Parts of the collection from the Nobel Laureate’s work, which brings to life his novel of the same name, have been transported to the UK for a two-month exhibition. The display in Istanbul, based on Pamuk’s story of love and obsession, was given the European Museum of the Year Award in 2014, two years after opening. It features everyday objects, from shoes and purses to a set of false teeth, symbolising wealthy socialite Kemal Bey’s infatuation with his cousin Fusun, the subject of Pamuk’s 2008 novel.
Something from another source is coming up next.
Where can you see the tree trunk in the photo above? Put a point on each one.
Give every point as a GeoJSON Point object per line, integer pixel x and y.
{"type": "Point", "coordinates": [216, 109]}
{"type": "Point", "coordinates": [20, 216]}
The creation of the museum alongside the novel was important to Pamuk, who believes such buildings should represent ordinary people as well as stories of national significance. He said: “Museums are trying to represent the nation, the big story, rather than the simple citizen everyman.” He said he feels strongly that museums should also look at the “petty details of our lives”.
Speaking at the exhibition’s launch, Pamuk said his concerns about how it might translate from the streets of Istanbul to London have been allayed. He said: “I was always worried about the fact that the museum is located in Istanbul … it’s set where it represents, so even going there is a part of that, even the streets are a part of that. But I’m very happy with it. I’m delighted that the Museum of Innocence has been given a new life out in the wider world at Somerset House.”
Pamuk said he hopes the exhibition can tour other cities following the London launch. It also also features excerpts from British film-maker Grant Gee’s Innocence of Memories. The exhibition opens at the Courtyard Rooms in Somerset House on Wednesday and runs until April 3.